Hello,
Great question on interpreting GSEA results from the MSigDB C6 collection—it's a common point of confusion, especially with the directional suffixes. I'll break this down step by step, drawing directly from the MSigDB documentation and general GSEA best practices.
1. Primary Interpretation: NES and FDR as the Core Metrics
Yes, you should primarily interpret your results based on the Normalized Enrichment Score (NES) and False Discovery Rate (FDR) values, as these are the quantitative outputs of GSEA designed to assess the strength and significance of pathway enrichment:
- NES: Measures the magnitude and direction of enrichment.
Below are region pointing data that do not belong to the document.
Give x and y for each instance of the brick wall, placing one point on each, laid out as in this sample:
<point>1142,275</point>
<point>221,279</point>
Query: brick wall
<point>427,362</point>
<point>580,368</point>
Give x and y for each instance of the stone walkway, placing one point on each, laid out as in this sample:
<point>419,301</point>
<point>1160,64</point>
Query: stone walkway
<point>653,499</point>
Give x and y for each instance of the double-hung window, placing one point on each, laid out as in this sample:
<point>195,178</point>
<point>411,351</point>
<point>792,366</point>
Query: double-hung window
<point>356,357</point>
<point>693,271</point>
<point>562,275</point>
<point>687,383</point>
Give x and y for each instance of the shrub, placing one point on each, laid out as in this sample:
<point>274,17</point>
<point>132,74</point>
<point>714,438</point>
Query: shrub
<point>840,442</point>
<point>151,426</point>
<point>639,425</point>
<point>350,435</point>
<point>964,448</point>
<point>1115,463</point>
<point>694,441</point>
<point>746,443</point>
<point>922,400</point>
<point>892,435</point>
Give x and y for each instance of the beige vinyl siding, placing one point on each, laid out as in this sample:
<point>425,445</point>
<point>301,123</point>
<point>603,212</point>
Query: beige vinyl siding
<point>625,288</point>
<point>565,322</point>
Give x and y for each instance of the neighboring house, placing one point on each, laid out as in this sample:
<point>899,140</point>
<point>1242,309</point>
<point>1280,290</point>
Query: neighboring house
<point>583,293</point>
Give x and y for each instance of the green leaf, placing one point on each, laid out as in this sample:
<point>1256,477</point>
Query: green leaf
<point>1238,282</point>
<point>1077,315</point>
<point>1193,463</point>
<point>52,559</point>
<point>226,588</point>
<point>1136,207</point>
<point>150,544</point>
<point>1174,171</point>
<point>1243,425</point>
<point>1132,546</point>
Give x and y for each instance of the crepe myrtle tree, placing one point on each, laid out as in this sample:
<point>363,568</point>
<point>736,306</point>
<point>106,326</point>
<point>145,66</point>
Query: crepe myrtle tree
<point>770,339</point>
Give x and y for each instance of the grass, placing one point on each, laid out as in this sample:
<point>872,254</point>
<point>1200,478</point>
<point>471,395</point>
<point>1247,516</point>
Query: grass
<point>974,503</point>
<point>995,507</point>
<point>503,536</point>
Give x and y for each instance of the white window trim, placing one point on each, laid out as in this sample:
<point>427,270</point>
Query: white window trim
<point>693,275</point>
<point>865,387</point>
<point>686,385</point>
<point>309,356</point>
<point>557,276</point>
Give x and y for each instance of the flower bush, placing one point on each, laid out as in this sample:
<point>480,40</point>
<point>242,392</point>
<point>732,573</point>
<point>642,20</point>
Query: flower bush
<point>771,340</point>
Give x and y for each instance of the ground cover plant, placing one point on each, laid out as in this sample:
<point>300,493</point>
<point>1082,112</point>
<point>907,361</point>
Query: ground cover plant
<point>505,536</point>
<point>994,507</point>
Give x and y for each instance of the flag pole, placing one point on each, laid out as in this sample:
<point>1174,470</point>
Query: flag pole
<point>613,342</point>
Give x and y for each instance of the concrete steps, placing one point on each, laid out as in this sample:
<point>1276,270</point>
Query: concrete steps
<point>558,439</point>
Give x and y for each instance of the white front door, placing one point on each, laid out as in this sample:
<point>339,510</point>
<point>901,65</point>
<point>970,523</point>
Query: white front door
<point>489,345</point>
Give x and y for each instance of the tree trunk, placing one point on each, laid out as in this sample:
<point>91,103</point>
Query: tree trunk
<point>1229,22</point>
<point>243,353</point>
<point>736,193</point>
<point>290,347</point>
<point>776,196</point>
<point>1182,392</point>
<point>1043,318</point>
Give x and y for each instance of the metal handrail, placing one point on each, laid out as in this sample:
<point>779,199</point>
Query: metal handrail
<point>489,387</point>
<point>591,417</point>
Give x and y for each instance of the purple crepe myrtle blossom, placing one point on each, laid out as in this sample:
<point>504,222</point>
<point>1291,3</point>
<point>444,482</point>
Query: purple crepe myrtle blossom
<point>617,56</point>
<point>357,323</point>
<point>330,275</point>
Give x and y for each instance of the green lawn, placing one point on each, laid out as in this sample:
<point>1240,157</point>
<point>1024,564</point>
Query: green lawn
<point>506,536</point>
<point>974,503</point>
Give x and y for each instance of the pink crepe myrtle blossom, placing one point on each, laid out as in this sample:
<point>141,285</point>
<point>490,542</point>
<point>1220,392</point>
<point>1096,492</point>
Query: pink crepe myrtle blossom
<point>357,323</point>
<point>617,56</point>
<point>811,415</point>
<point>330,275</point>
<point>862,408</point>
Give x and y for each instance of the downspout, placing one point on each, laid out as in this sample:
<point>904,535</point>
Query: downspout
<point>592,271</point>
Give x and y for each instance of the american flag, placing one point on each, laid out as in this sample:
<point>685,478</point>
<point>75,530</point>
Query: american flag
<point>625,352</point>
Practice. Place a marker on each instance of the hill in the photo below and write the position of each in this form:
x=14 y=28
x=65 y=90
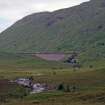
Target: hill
x=80 y=29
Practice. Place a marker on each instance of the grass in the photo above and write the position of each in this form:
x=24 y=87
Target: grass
x=89 y=82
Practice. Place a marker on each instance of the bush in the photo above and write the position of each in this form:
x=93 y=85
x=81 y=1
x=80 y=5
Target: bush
x=61 y=87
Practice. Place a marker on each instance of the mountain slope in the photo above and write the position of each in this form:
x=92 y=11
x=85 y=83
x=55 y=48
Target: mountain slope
x=80 y=28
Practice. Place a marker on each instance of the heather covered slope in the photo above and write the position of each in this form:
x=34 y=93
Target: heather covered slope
x=80 y=28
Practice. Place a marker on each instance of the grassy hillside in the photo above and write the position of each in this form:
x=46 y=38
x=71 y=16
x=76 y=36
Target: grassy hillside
x=79 y=28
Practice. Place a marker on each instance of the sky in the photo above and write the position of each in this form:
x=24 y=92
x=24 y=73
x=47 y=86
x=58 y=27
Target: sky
x=13 y=10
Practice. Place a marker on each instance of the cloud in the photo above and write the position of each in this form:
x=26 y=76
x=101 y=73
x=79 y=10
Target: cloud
x=12 y=10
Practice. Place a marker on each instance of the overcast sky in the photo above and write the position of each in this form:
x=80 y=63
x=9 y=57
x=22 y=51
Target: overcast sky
x=13 y=10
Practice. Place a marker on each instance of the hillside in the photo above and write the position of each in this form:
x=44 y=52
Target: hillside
x=80 y=28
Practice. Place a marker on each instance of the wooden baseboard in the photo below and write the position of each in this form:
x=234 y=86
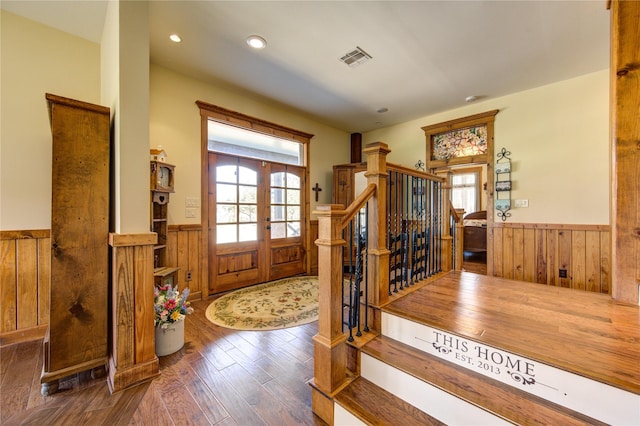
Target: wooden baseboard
x=120 y=379
x=23 y=335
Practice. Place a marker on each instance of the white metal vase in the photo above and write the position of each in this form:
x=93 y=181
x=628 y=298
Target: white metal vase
x=170 y=339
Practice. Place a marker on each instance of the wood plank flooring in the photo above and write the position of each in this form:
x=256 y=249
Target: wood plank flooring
x=221 y=377
x=582 y=332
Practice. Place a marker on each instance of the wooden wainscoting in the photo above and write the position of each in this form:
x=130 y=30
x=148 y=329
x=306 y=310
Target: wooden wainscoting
x=537 y=252
x=184 y=250
x=25 y=276
x=25 y=265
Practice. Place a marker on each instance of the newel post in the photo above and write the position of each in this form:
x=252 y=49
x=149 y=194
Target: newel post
x=330 y=350
x=378 y=252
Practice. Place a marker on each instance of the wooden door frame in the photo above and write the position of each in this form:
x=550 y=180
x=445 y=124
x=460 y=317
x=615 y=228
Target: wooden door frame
x=226 y=116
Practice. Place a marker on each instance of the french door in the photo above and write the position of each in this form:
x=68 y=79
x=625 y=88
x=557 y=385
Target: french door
x=256 y=221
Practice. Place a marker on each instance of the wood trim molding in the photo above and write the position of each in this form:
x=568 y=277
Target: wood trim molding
x=128 y=240
x=573 y=227
x=186 y=227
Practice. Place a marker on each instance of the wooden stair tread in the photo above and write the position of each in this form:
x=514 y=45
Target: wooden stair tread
x=502 y=400
x=516 y=316
x=376 y=406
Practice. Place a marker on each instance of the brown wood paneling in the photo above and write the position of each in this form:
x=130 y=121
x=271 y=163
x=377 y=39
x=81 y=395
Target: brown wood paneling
x=592 y=267
x=605 y=262
x=507 y=253
x=552 y=257
x=313 y=248
x=25 y=259
x=194 y=266
x=529 y=255
x=578 y=259
x=8 y=285
x=518 y=254
x=498 y=248
x=541 y=257
x=44 y=279
x=564 y=257
x=537 y=252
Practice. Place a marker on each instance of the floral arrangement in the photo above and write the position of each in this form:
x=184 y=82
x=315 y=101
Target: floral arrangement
x=170 y=306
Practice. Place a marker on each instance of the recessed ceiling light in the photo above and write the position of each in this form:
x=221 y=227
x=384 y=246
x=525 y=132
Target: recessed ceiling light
x=256 y=42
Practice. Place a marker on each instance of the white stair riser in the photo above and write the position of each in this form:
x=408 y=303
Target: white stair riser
x=595 y=399
x=430 y=399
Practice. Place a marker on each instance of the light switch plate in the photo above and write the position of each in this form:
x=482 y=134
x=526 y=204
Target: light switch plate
x=192 y=202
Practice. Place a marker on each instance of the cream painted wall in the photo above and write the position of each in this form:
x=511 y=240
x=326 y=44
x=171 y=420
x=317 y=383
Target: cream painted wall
x=558 y=136
x=175 y=124
x=36 y=59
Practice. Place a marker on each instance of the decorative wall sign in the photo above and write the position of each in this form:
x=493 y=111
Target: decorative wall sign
x=559 y=386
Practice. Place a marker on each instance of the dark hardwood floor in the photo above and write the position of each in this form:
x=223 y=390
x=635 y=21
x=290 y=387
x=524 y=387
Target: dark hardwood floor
x=220 y=377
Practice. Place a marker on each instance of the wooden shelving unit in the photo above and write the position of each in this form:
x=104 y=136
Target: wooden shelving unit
x=162 y=181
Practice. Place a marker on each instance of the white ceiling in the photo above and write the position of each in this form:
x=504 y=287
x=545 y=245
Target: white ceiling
x=428 y=56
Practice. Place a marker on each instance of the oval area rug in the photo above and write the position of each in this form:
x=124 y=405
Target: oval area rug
x=274 y=305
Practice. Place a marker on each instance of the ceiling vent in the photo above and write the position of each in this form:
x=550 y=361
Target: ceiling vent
x=355 y=57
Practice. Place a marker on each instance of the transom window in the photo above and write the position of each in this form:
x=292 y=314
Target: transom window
x=228 y=139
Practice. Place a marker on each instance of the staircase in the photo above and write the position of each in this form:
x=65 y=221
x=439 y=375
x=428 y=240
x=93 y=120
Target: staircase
x=474 y=350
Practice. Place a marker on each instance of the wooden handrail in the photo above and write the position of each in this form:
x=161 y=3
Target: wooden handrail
x=415 y=173
x=358 y=203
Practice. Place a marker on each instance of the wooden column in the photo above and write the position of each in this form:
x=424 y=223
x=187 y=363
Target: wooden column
x=132 y=359
x=378 y=252
x=330 y=351
x=625 y=150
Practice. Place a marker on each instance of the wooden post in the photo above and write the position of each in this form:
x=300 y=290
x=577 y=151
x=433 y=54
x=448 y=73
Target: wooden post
x=132 y=359
x=330 y=351
x=625 y=151
x=378 y=257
A positive NES (like your +1.76 and +1.85) indicates that the gene set is enriched at the top of your ranked gene list (i.e., genes in the set are coordinately upregulated in your phenotype of interest compared to the control). The absolute value reflects the strength—values >1.5 are generally considered robust.
- FDR: Controls for multiple testing across all gene sets. Your FDR values (0.04 and 0.03) are below the conventional 0.05-0.25 threshold, so these are statistically significant.
These metrics are robust and phenotype-agnostic, making them your starting point for any GSEA result. However, they don't provide biological context on their own—that's where the gene set details (including original publications) come in for deeper validation.
2. Incorporating Original Reference Publications
Absolutely, you should consult the original publications for each gene set to add biological nuance, especially for C6 signatures which are derived from specific perturbation experiments (e.g., oncogene overexpression or knockdown). This helps confirm if the enrichment aligns with expected biology in your RNA-seq context (e.g., cancer vs. non-cancer, treatment effects).
- How to access: In the MSigDB portal (gsea-msigdb.org), search for the gene set name (e.g., "MYC_UP.V1_DN") to view the full description, member genes, and linked PubMed references. For MYC-related sets, key papers often trace back to experiments like those by Zeller et al. (2003) on MYC targets in lymphoblastoid cells.
- When to prioritize: If your NES/FDR hits are borderline or if the pathway doesn't intuitively fit your hypothesis, dive into the refs. For strong signals like yours, it's more for storytelling (e.g., in a manuscript) than decision-making.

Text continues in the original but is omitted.